Mountain lion burns treated with tilapia skin
                    Credit: ABC7.com

 

Fish skins are in the news again as they treat animals burned in the California wildfires.

The Veterinary Medical Teaching Hospital at the University of California, Davis is treating dogs, cats, bears and mountain lions with tilapia skins that releave pain and help the burns heal more quickly.

SeafoodNews.com says the doctors stitched the skins onto burned paws and wrapped them in rice paper and corn husks, which would be harmless if eaten by the animals. In some cases, new skin appeared in just five days instead of the usual weeks. The healing ingredient in the fish skins is collagen.

“They’ve been developing collagen from cod and pollock skins in Dutch Harbor for decades for use in the beauty and makeup industry in Japan.”

Keith Singleton is president of Alaskan Leader Seafood’s value added division.

 Collagen is the most abundant protein in the human body. It supports and strengthens everything from our skin and bones to our toenails.  Natural collagen production starts to decline by about 1.5 percent each year starting in your mid-20’s and is not replenished.

Collagen is routinely extracted in the livestock industry and many countries also use fish. It has hundreds of applications, such as gels.

Cindy Bower is a former USDA food researcher at the University of Alaska at Fairbanks.

“It’s put in beverages to thicken it, clarifier for juices and if you don’t want the gel, you can roll it out into films. When you test these films against the bovine films or pig skin films, there is decreased water vapor permeability.  These fish skins are a better barrier to water. So there are applications for coating foods.”
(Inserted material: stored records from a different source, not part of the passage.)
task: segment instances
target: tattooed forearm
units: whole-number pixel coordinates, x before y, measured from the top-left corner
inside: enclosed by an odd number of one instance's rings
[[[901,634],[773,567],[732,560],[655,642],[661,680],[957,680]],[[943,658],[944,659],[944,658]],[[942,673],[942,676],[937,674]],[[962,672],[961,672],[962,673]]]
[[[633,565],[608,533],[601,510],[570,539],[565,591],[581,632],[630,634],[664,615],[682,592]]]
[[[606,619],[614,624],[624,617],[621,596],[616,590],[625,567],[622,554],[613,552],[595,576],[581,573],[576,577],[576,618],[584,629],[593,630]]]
Bower says fish skins also open up a much wider market.

“They’re fish – not beef or pork. So it satisfies kosher and halal dietary restrictions.”

Research shows marine collagen is the best because it’s so rich in essential amino acids.

Bower says collagen extraction is a fairly easy process and could be done throughout Alaska – or the skins could be shipped elsewhere.

“Dry them, get rid of the water weight, they’re just as good.”

Experts peg the value of the marine collagen nutraceutical, cosmetic and medical market at $620 million in 2018 and $897.5 million by 2023 at an annual growth rate of 7.7 percent.